Remember that record pile of cash that U.S. companies have amassed over the past year? It’s finally being put to use:
For months, companies have been sitting on the sidelines with record piles of cash, too nervous to spend. Now they’re starting to deploy some of that money — not on hiring workers or building factories, but to prop up their share prices.
Sitting on these unprecedented levels of cash, U.S. companies are buying back their own stock in droves. So far this year, firms have announced they will purchase $273 billion of their own shares, more than five times as much compared with this time last year, according to Birinyi Associates.
….Some companies are buying back shares partly because they don’t want to invest in developing new products or services while consumer demand remains weak, analysts said. “They don’t know what they want to do with all the cash they’re sitting on,” said Zachary Karabell, president of RiverTwice Research.
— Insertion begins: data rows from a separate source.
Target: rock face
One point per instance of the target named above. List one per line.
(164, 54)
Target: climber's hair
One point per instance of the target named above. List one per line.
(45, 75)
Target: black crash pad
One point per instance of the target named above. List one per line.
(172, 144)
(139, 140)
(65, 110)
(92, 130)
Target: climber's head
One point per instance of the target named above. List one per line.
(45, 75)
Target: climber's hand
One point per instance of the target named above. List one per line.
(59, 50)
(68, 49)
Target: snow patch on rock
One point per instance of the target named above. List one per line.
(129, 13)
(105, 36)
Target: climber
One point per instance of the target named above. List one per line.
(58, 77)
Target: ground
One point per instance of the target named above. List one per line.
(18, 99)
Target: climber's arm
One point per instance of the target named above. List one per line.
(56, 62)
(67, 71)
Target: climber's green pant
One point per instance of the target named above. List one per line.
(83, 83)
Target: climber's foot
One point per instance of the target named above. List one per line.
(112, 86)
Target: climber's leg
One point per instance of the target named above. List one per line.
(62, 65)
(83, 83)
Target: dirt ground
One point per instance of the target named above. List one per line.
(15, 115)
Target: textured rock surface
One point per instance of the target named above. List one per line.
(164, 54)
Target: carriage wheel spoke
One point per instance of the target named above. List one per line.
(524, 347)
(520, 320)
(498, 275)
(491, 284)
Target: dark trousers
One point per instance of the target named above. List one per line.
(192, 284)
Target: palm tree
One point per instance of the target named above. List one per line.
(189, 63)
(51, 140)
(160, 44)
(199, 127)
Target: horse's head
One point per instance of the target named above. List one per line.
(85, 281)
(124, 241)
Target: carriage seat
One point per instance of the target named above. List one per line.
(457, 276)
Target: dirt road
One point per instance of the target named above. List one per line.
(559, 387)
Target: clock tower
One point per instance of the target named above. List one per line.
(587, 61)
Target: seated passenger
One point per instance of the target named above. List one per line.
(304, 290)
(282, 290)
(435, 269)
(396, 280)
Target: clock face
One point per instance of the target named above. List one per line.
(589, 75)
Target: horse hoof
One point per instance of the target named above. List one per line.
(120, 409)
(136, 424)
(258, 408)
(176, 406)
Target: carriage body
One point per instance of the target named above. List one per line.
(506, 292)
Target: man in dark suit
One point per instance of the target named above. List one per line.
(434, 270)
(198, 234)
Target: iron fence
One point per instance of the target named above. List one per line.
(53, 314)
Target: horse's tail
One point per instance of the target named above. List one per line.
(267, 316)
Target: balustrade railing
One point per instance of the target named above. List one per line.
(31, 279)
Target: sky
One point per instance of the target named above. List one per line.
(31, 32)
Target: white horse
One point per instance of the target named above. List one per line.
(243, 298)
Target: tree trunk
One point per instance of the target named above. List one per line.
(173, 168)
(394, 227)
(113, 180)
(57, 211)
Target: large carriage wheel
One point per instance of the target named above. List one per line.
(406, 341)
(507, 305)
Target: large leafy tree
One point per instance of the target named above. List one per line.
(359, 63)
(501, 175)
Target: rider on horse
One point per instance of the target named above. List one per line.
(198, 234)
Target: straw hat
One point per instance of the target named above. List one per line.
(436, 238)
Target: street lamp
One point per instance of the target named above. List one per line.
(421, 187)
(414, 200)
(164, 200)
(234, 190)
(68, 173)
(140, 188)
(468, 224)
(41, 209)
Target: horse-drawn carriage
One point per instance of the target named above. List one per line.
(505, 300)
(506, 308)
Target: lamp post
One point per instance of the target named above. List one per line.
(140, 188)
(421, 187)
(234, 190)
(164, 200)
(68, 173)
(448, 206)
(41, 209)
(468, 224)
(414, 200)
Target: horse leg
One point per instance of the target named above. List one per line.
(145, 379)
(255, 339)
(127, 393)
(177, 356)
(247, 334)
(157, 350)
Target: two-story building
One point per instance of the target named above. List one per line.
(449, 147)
I’ve always hated companies that do share buybacks. I know all the arguments in favor of it, but as far as I’m concerned it’s nothing more than a desperate effort to curry favor with shareholders and meet short-term bonus targets, carried out by a management team that has no idea how to grow their business. And if they don’t know how to grow their business, they should just announce that they’ve decided to adopt the corporate model of a regulated utility and start paying out regular, steadily growing dividends.
End of rant. Aside from all that, though, this particular news tells us once again that the most likely cause of slow economic growth right now isn’t structural, it’s cyclical. People aren’t buying stuff, and because of that businesses aren’t investing in growth. Increase demand, and they’ll start up again.